After all supernanny knows all about behaviour charts and time outs. How would I ever get through bed time without Gina Ford. Without Annabel Karmel my child would just grow up on a diet of jars, quavers and toast!
Well I bought the books and the behaviour charts didn’t work, neither did the ‘controlled crying’ . As for the lental, carrot and sweet potato concoction I’d spent so much time making, tubbing up and freezing. Well that just ended up either all over the wall or in the bin!
All the time I was making charts, making food that wasn’t going to be eaten, I was missing out on precious play time. Creating endless piles of washing up and getting stressed that I want doing a good enough job.
I personally think we put ourselves under enough pressure as parents. Constantly feel we aren’t doing a good enough job and that others are judging us. I don’t think we need the added pressure of these ‘help’ books. I’m sure some people have found them invaluable. I personally feel they can do more harm than good.
Truth is parenting is hard… Really hard! People say it gets easier… It doesn’t! With a new born you just get into a routine and then something changes. Baby decides they don’t like that routine anymore and although they slept through for a few nights in a row that doesn’t mean you’ve cracked it.
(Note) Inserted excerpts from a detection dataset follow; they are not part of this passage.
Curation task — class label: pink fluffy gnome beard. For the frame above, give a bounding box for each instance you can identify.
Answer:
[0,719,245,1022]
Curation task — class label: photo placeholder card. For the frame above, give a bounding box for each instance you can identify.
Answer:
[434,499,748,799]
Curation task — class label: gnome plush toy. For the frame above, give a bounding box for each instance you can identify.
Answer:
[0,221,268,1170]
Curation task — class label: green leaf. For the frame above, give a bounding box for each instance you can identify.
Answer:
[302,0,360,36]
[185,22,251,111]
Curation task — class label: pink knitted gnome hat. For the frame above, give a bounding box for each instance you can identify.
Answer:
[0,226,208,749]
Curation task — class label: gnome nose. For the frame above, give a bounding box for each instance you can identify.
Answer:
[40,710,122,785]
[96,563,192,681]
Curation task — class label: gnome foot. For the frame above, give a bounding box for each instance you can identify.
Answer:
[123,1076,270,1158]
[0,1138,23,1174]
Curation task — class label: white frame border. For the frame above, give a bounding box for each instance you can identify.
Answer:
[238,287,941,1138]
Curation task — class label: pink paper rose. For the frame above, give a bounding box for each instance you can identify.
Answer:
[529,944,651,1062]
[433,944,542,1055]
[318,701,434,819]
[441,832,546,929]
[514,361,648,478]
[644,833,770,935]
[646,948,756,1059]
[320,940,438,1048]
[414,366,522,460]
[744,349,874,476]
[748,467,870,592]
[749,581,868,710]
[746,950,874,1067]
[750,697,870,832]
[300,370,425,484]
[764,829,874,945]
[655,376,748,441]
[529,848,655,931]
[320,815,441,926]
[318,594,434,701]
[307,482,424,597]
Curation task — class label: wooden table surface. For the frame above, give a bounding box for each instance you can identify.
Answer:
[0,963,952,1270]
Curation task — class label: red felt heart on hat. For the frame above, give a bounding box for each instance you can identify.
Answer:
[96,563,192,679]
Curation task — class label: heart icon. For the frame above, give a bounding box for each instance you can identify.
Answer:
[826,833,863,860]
It just means they were letting you have a false sense of hope. Then it’s back to 2am play time!
Just when you think you’ve found something they like to eat for lunch… they don’t like it anymore or they do but only when its on a green plate and it’s a Tuesday.
As they get older you have new things to worry about. How will they get on at school? You have school, clubs, parties and homework all to squeeze in…. But don’t forget work, washing, cooking, food shopping and the general juggle of day to day tasks… All whilst listening to “mum can I have a drink?”, “mum she’s touching my toys!” “mum when’s tea ready?” “can I have this for christmas?”
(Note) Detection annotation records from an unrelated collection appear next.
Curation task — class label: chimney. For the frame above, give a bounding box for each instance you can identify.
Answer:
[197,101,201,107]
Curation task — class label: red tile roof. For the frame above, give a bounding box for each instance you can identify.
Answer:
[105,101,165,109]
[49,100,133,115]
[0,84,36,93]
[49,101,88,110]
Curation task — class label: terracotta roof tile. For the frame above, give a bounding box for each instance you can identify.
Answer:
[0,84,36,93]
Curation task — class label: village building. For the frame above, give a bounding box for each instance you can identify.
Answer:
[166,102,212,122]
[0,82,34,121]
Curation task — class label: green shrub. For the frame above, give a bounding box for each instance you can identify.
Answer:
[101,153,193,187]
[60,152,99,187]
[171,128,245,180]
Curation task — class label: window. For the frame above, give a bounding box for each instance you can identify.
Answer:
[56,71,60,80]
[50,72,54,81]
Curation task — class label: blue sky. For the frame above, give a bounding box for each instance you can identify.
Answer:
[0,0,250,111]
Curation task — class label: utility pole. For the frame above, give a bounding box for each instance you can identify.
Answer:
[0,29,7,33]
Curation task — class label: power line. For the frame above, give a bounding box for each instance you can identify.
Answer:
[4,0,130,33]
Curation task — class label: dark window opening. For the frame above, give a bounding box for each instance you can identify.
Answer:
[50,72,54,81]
If your going to buy one book as a parent I’d recommend
Reasons my kid is crying by Greg Pembroke.
I recently came across this book and bought it for some friends of ours, who at the time were expecting their first child.
I love this book as I think it shows that sometimes children cry and that’s ok. It’s not really anything we have done, or can necessarily fix. Things that seem illogical to us can be massive deals to them. We shouldn’t dismiss them as such but just learn to roll with it.